Receipts received by HMRC for inheritance tax (IHT) totalled £1.1bn for the months of April and May, new figures have revealed.

This total is around £100m higher than in the opening two months of the tax year in 2021.

HMRC reported last month that it had received £500m in IHT receipts during April, meaning a further £600m has been raked in by the government in May.

Commenting on the figures, group communications director at Just Group, Stephen Lowe, highlighted that while only a small proportion of people pay IHT, the amount being paid has more than doubled in a decade from under £3bn to more than £6bn in 2021/22.

“One reason is that the nil rate band – the size of the estate that can be left without paying any IHT – has been frozen at £325,000 since 2009,” Lowe said. “If it had risen with the general rise in prices, it would be more than £100,000 higher today.

“The monthly receipts data also shows that the phased introduction of the residential nil rate band between 2017/18 and 2020/21, an additional tax-free threshold for those leaving homes to children, has not stopped the continued rise in the amount of IHT being raised.
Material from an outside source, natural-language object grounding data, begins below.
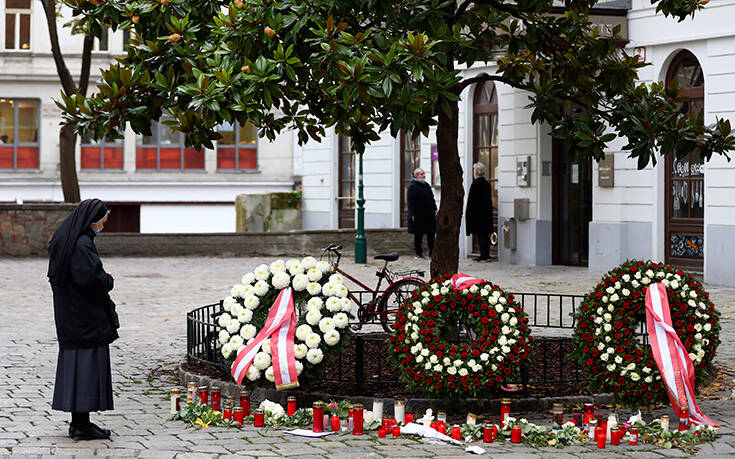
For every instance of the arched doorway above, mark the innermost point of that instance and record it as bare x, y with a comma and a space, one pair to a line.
485, 146
684, 224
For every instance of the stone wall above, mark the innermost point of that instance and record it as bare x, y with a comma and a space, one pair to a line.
25, 229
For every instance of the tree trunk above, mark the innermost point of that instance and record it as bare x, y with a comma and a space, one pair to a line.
67, 164
445, 257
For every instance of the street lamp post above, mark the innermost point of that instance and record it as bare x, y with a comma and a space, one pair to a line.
360, 239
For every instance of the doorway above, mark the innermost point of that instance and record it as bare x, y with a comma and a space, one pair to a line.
572, 207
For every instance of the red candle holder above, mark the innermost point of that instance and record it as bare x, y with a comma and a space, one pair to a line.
245, 402
357, 419
504, 411
259, 420
515, 434
203, 395
633, 436
318, 408
291, 405
216, 398
238, 415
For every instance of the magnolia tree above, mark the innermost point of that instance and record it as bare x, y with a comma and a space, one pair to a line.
364, 66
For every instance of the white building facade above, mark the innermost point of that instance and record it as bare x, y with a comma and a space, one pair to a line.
563, 211
153, 184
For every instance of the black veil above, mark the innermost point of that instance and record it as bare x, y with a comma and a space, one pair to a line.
65, 237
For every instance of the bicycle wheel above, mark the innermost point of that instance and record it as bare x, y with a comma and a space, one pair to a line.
393, 298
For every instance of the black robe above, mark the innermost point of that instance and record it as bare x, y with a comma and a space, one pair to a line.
478, 218
422, 207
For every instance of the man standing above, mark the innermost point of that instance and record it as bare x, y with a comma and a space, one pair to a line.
480, 210
421, 211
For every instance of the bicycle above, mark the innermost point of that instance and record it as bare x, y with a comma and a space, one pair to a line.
382, 305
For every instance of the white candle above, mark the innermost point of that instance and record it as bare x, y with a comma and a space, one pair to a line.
399, 411
377, 409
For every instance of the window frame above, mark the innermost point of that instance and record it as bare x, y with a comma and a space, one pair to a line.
181, 147
237, 146
17, 144
17, 13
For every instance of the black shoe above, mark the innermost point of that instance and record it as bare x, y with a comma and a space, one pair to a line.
89, 432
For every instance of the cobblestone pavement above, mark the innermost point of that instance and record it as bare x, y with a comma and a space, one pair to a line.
153, 296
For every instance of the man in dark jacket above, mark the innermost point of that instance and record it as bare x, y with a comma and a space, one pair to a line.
478, 217
421, 211
86, 321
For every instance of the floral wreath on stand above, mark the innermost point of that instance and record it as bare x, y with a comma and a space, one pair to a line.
609, 345
322, 309
495, 342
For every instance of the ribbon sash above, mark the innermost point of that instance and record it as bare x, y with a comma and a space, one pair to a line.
672, 358
461, 281
280, 326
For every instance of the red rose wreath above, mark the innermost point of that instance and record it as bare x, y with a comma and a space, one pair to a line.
609, 341
434, 361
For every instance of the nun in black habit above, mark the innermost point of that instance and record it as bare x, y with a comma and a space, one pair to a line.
86, 321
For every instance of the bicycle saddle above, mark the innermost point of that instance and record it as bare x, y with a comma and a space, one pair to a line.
387, 256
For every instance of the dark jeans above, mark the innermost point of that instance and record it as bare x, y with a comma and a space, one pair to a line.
418, 239
484, 241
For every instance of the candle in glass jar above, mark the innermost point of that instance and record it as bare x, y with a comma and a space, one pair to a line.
515, 434
558, 413
216, 398
357, 419
291, 405
238, 416
203, 395
175, 400
245, 402
665, 423
615, 435
191, 391
399, 411
504, 411
684, 419
318, 417
378, 408
259, 420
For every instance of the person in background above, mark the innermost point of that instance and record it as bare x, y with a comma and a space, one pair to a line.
478, 217
86, 321
421, 212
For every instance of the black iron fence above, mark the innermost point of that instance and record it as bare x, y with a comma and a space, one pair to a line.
365, 365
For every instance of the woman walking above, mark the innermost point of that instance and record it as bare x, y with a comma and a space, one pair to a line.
86, 321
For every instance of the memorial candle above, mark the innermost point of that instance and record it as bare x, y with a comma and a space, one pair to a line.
175, 400
238, 416
291, 405
203, 395
357, 419
515, 434
318, 417
504, 411
259, 420
399, 411
245, 402
216, 398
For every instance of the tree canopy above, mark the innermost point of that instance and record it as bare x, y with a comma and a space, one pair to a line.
364, 66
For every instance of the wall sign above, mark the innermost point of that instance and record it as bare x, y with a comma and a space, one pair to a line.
606, 172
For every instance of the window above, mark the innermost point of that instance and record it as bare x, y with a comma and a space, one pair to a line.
164, 149
19, 134
102, 154
18, 24
238, 148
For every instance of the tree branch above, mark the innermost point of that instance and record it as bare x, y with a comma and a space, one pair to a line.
86, 64
67, 82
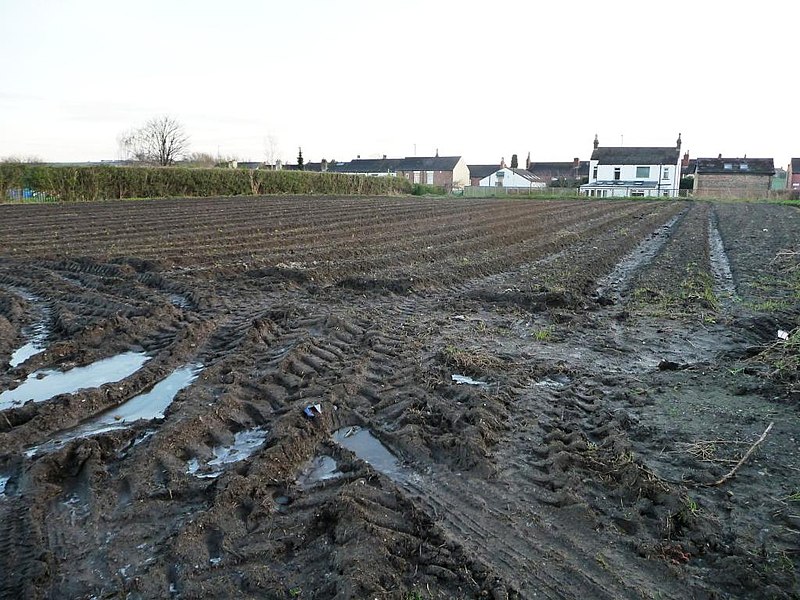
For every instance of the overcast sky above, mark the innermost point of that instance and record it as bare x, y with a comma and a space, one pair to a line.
343, 78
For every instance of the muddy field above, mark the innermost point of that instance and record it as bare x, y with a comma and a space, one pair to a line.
399, 398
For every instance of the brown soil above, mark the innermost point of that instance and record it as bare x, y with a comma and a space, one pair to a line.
628, 359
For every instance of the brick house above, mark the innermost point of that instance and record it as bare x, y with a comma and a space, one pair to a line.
634, 171
478, 172
449, 172
733, 177
560, 174
793, 177
512, 179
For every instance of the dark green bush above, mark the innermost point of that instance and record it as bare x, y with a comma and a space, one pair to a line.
79, 184
423, 189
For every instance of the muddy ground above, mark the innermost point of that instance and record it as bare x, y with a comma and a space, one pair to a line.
579, 399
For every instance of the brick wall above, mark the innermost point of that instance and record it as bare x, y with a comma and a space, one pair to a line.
725, 185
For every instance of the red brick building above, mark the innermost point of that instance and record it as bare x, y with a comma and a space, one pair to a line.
733, 177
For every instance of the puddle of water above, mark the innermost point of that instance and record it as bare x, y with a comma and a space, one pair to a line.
466, 380
36, 334
179, 301
244, 444
45, 384
367, 447
318, 469
147, 406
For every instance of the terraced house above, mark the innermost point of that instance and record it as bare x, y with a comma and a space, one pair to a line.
633, 171
448, 172
733, 177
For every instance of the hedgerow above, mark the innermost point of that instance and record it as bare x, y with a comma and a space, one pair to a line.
87, 183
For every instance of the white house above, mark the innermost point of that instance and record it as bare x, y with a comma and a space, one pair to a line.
634, 172
516, 179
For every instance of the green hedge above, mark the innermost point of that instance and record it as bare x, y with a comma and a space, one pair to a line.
80, 184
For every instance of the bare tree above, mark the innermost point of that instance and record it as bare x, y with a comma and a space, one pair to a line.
31, 160
161, 140
271, 149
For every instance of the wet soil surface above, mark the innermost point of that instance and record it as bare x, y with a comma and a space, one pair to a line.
395, 398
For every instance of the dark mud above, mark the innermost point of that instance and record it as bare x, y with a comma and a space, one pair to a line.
403, 399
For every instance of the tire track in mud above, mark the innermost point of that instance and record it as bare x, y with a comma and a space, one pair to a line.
515, 484
724, 286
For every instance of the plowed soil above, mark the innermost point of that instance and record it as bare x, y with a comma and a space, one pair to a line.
619, 362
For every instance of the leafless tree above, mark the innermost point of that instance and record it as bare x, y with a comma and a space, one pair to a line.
161, 140
271, 149
31, 160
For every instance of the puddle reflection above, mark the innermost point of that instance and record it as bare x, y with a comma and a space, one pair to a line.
45, 384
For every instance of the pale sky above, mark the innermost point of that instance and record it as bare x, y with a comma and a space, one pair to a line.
343, 78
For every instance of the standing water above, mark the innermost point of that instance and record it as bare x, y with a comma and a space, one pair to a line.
147, 406
45, 384
367, 447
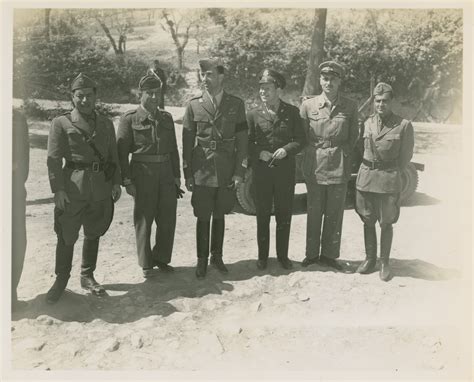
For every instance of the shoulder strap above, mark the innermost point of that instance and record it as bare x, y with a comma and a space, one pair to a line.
88, 140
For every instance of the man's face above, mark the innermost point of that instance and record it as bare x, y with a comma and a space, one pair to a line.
269, 93
330, 84
84, 100
383, 104
150, 99
212, 80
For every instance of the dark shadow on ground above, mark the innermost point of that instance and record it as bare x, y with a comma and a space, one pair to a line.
39, 201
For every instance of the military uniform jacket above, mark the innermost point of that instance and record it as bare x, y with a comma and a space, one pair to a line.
214, 141
391, 141
331, 134
140, 135
267, 133
65, 141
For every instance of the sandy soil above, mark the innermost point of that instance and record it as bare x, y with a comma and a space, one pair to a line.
307, 322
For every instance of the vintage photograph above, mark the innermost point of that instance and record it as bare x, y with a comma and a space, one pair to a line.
277, 193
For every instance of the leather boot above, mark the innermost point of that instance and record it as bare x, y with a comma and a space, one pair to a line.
370, 241
217, 243
386, 237
202, 247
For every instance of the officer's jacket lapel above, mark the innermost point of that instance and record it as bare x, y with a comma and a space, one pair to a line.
386, 127
208, 106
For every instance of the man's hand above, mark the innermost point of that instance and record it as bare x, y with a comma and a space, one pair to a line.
116, 192
189, 183
280, 153
60, 199
131, 190
265, 156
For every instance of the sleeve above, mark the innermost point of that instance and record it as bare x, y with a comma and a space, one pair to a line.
124, 146
174, 152
241, 142
298, 136
189, 138
21, 148
113, 155
57, 141
407, 145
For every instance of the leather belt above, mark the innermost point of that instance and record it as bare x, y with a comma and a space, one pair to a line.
380, 165
157, 158
94, 166
213, 145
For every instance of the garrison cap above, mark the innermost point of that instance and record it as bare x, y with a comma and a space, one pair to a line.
382, 88
270, 76
210, 63
81, 82
149, 82
331, 67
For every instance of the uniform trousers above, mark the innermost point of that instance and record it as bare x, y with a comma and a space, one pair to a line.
274, 187
324, 236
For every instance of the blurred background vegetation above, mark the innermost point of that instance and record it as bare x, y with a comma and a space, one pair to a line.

“Typically, the value of a residential property is the main reason why estates are pushed over the IHT thresholds and the recent house price boom across the UK means many people could be approaching or surpassing the threshold without realising. However, there are options available such as lifetime mortgages that can help people pass on that wealth while still alive to see the positive effect it can have on loved ones.”

Canada Life technical director, Andrew Tully, added that IHT is continuing to prove itself as a “valuable tax” for HMRC.

“There has also been a higher volume of wealth transfers due to COVID – partly due to more deaths in the elderly population, but also as some people make outright gifts to help family during this difficult period,” Tully commented.

“The legacy from the pandemic may mean more people are open to discussing estate planning with family. Good planning can help to reduce or mitigate IHT so it’s essential to get expert financial advice for tax efficient ways to pass wealth onto loved ones.”